L’éloge de la paresse… est un talent communément attribué -à tort ou à raison- aux Français notamment par les Américains, réputés eux, pour leur addiction au travail. Alors plutôt que de se battre contre ce mythe, deux Françaises, persuadées que « lazy is the new cool » ont décidé de tourner à leur avantage cet art de vivre à la française. Pour en faire justement un business productif mais respectueux de l’environnement et de l’humain au pays de l’oncle Sam ! Ingrid Vierne, la financière et Babette Auvray-Pagnozzi, la publicitaire, vont en effet lancer, d’ici la fin de l’année, dans le hippie et néanmoins huppé quartier de Mission District à San Francisco, leur provocateur : Paresse Café. Là, dans ce joli endroit de Valencia Street, les clients seront assis uniquement dans des hamacs (de taille différente) autour de tables/aquariums qui accueilleront toutes sortes de poissons tropicaux multicolores mais tous sauvés et adoptés !
Le « break » à la française : très (ré)créatif et productif
« So What ? », son slogan entre ironie et humour également, renforce le ton de la promesse : un lieu glamour et reposant pour permettre une déconnexion totale de la frénésie citadine et professionnelle, et une pause bien méritée pour se sentir mieux et travailler, ensuite, avec plus d’efficacité.
Plutôt osé d’offrir aux Américains comme des mini vacances à la plage et de les télé transporter dans une autre façon de vivre que celle de boire son soda et de manger son hamburger en marchant jusqu’au prochain rendez-vous. Même très culottée cette petite récréation au cœur de la ville qui ne leur parle que de bio, de bon, de local, d’art food, de recyclage, de respect de l’environnement et de l’humain. Tout en les invitant à un laisser-aller complet physique et culturel avec des ateliers cuisine et des massages de la nuque aux épaules.
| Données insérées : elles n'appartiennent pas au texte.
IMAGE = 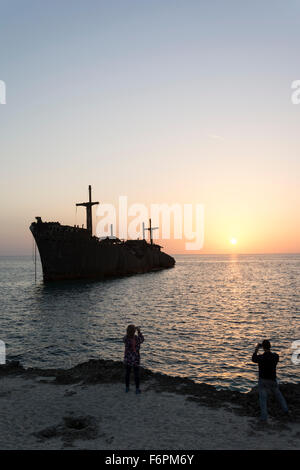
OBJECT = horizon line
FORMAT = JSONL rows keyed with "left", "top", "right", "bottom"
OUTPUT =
{"left": 1, "top": 252, "right": 300, "bottom": 257}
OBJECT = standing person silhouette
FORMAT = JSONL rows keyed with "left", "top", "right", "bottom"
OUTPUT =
{"left": 123, "top": 325, "right": 144, "bottom": 394}
{"left": 252, "top": 340, "right": 289, "bottom": 422}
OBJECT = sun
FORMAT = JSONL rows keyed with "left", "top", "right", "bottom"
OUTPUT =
{"left": 230, "top": 237, "right": 237, "bottom": 245}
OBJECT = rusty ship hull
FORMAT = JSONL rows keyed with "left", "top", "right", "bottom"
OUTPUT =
{"left": 30, "top": 186, "right": 175, "bottom": 282}
{"left": 30, "top": 220, "right": 175, "bottom": 282}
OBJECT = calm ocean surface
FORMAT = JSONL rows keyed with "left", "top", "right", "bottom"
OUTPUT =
{"left": 0, "top": 254, "right": 299, "bottom": 392}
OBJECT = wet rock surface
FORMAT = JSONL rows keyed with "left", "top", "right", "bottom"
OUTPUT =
{"left": 1, "top": 359, "right": 299, "bottom": 422}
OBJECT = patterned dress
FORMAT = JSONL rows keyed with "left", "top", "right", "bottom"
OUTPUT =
{"left": 123, "top": 332, "right": 144, "bottom": 366}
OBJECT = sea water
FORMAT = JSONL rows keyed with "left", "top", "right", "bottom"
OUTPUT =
{"left": 0, "top": 254, "right": 299, "bottom": 392}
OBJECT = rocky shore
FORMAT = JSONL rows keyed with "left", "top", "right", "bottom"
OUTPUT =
{"left": 0, "top": 359, "right": 299, "bottom": 449}
{"left": 1, "top": 359, "right": 299, "bottom": 421}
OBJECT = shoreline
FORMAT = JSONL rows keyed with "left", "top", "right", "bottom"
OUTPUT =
{"left": 1, "top": 359, "right": 300, "bottom": 419}
{"left": 0, "top": 359, "right": 299, "bottom": 449}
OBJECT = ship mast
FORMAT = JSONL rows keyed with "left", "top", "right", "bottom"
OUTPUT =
{"left": 143, "top": 218, "right": 159, "bottom": 244}
{"left": 76, "top": 185, "right": 99, "bottom": 235}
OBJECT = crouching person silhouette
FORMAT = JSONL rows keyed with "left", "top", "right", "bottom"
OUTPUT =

Ainsi qu’à travers la découverte de musiciens, de photographes, de sculpteurs, de peintres ou d’écrivains (français, autochtones ou étrangers) invités à la semaine ou au mois pour jouer, exposer et commercialiser librement leurs œuvres. « L’intérêt du projet est qu’il cherche à innover sur tous les plans pour révolutionner l’industrie du café », explique Ingrid Vierne dans sa présentation « de plus la « french touch » sera rappelée à plein d’endroits grâce aux artistes que nous recevrons et aux plats ou boissons qui feront découvrir de façon ludique et souriante notre gastronomie ».
Autre détail et de taille : son aspect solidaire et social. Car Paresse Café -qui publiera ses comptes- fera travailler les fermiers du coin, leur garantira un prix équitable, les laissera livrer gratuitement les paniers de fruits et légumes commandés par les citadins/voisins du café et reversera en fin d’année, une part de ses bénéfices à des associations locales qui participent au bien de la communauté mais en quête de subsides.
Un projet solidaire jusque dans son financement : le crowdfunding
On croit rêver ! Mais bien qu’idéal(iste) ce lieu peu commun de partage est bien ancré dans le concret. Tout d’abord, son business plan a été suivi par Score/Small Business et les partenariats avec ses fournisseurs (matériels, fruits, légumes…) sont presque tous ficelés. Sa promotion est déjà lancée via un logo, un site, un film drôle tourné avec les moyens du bord, une page Facebook et les réseaux sociaux.
Enfin, son financement passe par lecrowdfunding car comme le souligne Babette Auvray-Pagnozzi : « pour parler d’humain, mieux vaut faire appel aux humains. Et à leur générosité. Ce sont des gens comme vous et moi, des personnes qui ne sont pas obsédées par le profit qui sont plus sensibles à un projet qui se fonde sur le respect, le vrai, l’organisation horizontale et la transparence ». Un discours et un plan de communication qui marchent car non seulement la presse en parle mais en plus la campagne de levée de fonds lancée depuis quelques jours sur Indiegogo a déjà séduit plus de 2600 personnes.
En échange chacun d’entre eux, selon sa contribution, a reçu une récompense sous la forme d’un mug, un verre, un sac, un T-shirt, un hamac ou même un voyage à San Francisco… « Mais il aura surtout la satisfaction d’avoir contribué à l’émergence d’un projet créatif, humain, osé et très frenchy qui serait sinon tombé à l’eau ou… de son hamac », souligne B. Auvray-Pagnozzi « et chacun aura réalisé son rêve américain, par personne interposée ». Un rêve qui, s’il se concrétise avec succès, fera des petits notamment à Paris.